B) Les sanctions particulières
Ces sanctions particulières, on les retrouve dans le même domaine que pour l’homicide non intentionnel : articles 222-19-1 et 222-19-2 : c’est lorsque l’infraction a été commise à l’occasion de la conduite d’un VTM ou à la suite d’une agression commise par un chien. La peine principale de base est la même dans les deux cas : 3 ans et 45 000€ d’amende avec une aggravation selon les mêmes critères que l’homicide non intentionnel : - Une circonstance aggravante particulière : 5 ans et 75 000€ d’amende - Deux ou plus : 7 ans et 100 000€ d’amende. Concernant les peines complémentaires, ce sont les mêmes qu’en cas d’homicide nonintentionnel.

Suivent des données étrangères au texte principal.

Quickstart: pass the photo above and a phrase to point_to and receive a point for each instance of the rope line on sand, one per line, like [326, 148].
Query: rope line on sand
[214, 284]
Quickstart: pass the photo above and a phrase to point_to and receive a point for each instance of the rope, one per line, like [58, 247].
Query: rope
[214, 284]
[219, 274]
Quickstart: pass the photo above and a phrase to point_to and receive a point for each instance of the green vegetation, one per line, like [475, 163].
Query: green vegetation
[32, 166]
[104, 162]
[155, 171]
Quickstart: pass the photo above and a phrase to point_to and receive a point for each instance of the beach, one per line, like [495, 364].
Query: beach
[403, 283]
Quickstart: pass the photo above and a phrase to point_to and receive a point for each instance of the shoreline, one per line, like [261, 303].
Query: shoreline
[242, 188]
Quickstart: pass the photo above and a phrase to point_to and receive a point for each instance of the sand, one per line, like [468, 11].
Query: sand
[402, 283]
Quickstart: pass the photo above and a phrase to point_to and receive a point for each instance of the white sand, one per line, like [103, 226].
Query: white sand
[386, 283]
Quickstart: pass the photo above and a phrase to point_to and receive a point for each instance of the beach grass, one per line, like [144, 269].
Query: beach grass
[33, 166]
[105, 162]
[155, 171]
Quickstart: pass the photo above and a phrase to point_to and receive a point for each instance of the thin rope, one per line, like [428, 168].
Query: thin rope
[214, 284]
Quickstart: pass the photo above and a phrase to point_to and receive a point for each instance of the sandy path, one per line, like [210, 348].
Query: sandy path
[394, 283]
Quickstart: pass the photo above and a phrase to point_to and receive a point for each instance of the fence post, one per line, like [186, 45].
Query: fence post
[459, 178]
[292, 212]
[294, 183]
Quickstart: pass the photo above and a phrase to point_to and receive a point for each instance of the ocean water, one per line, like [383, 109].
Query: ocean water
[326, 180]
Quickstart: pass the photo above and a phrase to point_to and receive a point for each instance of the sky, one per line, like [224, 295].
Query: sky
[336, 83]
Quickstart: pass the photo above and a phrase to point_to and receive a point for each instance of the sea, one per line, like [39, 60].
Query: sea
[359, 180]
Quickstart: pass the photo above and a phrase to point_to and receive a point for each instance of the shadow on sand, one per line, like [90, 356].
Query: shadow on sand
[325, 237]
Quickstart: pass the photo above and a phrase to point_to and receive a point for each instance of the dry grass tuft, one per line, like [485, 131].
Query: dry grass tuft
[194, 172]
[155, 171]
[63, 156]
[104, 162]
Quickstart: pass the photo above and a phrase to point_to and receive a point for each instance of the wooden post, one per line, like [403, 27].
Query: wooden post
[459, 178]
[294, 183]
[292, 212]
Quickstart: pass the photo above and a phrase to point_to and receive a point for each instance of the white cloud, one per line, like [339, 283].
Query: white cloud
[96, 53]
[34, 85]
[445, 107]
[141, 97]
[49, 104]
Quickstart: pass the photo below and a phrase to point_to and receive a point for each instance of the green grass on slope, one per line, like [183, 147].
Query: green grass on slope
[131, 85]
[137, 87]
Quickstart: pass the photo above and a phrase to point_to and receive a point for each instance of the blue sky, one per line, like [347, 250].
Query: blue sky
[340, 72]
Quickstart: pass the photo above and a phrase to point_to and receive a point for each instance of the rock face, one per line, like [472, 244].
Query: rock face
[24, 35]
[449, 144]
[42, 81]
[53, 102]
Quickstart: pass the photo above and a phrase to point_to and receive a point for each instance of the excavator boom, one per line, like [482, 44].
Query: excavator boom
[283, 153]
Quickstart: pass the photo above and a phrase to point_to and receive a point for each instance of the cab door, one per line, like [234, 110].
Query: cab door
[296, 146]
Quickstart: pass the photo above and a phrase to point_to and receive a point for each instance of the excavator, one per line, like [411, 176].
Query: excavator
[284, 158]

II - Violences non-intentionnelles engendrant une ITT inférieure ou égale à 3 mois
A) La sanction de droit commun
Article R625-2 : « une peine de base de nature contraventionnelle : contravention de 5ème classe : 1 500€ » avec comme peines complémentaires celles prévues à l’article R625-4 : - Suspension de permis - Interdiction de port d’arme - Confiscations d’arme ou de chose en lien avec l’infraction - TIG. Aggravation si violation manifestement délibérée d’une obligation particulière de prudence ou de sécurité : article 222-20 : « un an d’emprisonnement et 15 000€ d’amende » et on retombe sur les peines complémentaires des articles 222-44 et suivants.

B) Les sanctions particulières
Articles 222-20-1 et 222-20-2 : lorsque cette infraction a été commise à l’occasion de la conduite d’un VTM ou à la suite d’une agression commise par un chien, la peine de base est délictuelle : 2 ans et 30 000€ d’amende. Aggravations spécifiques : - Une circonstance : 3 ans et 45 000€ d’amende - Deux ou plus : 5 ans et 75 000€ d’amende. Peines complémentaires précisées dans l’homicide non intentionnel.

III - Violences non-intentionnelles n’engendrant aucune ITT
Pas de sanction de droit commun ou de sanction spécifiques. Deux sanctions prévues : - Article R622-1 : « la peine de base est une contravention de 2ème classe (150€) avec comme peine complémentaire la confiscation de la chose ayant servi à l’infraction ». - Aggravation en cas de violation manifestement délibérée d’une obligation particulière de prudence et de sécurité : article R625-3 :

« contravention de 5ème classe ». Les peines complémentaires sont celles de l’article R625-4. Si ces infractions contre les personnes sont certes appréhendées de manière autonome par le Code pénal dans son Livre 2, elles doivent parfois être abordées dans le cadre du Livre 3 car elles sont parfois, en réalité, des infractions moyens pour commettre des infractions contre les biens qui sont, en réalité, les infractions fins.